エアサスペンションを標準装備し、状況に応じた車高調整がオートでもマニュアルでも可能。後輪操舵も備えているので、5.5m以下の最小回転半径を実現している

レスポンスを重視したセッティング

 エンジンはとりあえずガソリンとディーゼルの2種類があって、いずれも3Lの直列6気筒のマイルドハイブリッド仕様です。ガソリンの400ps/550Nm、ディーゼルの300ps/650Nmという最高出力/最大トルクはレンジローバーと同値ですが、トランスミッションも含んだパワートレインを制御するソフトウエアはレンジローバー・スポーツ用に新たに開発し、特に(ドライブモードによっては)レスポンスを重視したセッティングが特徴です。

 今回試乗したのはディーゼルエンジンを搭載した最上級モデルの『AUTOBIOGRAPHY』でした。室内のデザインは基本的にレンジローバーのそれを踏襲しているので、ラグジュアリーな空気感が漂っています。走り出してもディーゼルエンジンの音はほとんど耳に届かず、タウンスピードや高速道路をゆったり走る限りではレンジローバーと大差ない快適性を持ち合わせています。

インテリアの風景は基本的にはレンジローバーと同じで、ラグジュアリーな雰囲気に溢れる。

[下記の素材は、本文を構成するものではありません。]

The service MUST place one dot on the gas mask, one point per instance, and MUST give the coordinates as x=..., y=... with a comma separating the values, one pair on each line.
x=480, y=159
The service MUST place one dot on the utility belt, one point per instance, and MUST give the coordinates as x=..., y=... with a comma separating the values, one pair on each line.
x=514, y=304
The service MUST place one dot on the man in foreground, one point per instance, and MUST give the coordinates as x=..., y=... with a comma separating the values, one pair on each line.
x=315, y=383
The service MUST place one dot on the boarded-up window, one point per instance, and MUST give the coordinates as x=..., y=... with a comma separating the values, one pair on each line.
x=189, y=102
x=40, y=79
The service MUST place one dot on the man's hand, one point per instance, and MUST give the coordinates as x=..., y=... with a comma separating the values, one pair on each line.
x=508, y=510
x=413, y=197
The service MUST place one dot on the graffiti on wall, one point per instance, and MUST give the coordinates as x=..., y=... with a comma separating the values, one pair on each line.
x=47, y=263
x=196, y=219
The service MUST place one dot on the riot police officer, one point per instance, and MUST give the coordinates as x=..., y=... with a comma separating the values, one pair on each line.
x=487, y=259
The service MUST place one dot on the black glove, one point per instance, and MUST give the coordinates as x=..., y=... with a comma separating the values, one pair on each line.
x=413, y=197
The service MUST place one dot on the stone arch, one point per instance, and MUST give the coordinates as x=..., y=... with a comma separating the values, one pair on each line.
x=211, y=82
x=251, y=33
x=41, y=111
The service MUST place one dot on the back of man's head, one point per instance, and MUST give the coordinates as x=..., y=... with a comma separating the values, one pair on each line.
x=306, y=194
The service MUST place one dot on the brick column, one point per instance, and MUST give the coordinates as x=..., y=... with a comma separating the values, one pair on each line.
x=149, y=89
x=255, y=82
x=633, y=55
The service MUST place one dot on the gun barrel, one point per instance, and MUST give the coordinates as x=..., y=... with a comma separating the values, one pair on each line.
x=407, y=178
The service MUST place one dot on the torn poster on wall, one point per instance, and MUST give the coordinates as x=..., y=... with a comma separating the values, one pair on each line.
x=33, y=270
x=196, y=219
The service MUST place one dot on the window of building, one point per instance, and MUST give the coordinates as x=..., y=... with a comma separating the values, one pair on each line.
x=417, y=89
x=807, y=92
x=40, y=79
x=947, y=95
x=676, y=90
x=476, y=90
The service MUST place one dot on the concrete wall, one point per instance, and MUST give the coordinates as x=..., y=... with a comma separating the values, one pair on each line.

13.1インチのタッチスクリーンはハプティックフィードバック付き。触れたことを振動により伝えてくれる

車両重量が約2.5トンのSUVが

 いっぽうで、ワインディングロードなどステアリングを左右に何度も切るような場面では、エアサスペンションや後輪操舵といったシャシー関連のデバイスが協調制御されるので、想像をはるかに超える俊敏な操縦性を披露します。

 加えてスロットルレスポンスもいいので、アクセルペダルの微妙な動きを逃さずエンジンが反応し、登り坂でもまったくもたつくことのない加速感が味わえます。これが、全幅は2m、ホイールベースは3mを超え、車両重量が約2.5トンのSUVとはにわかに信じがたい乗り味でした。

トランク容量は通常で647L、後席を倒せば最大1860Lまで拡大できるという。可倒式の後席はラゲッジルーム側からスイッチでコントロールできる

 でも個人的にもっとも感銘を受けたのは、デザインにしろ動力性能にしろ操縦性にしろ、レンジローバーの雰囲気を壊さずきちんと残している点です。やろうと思えば、もっとアグレッシブなデザインやセッティングも可能だったはずです。レンジローバーよりも明らかにスポーティだけどレンジローバーというテイストの範疇にきちんと収めるという緻密な作業は、思い切りスポーティな方向に振るよりもずっと大変だったはずなので、だからお見事と言わざるを得ないのです。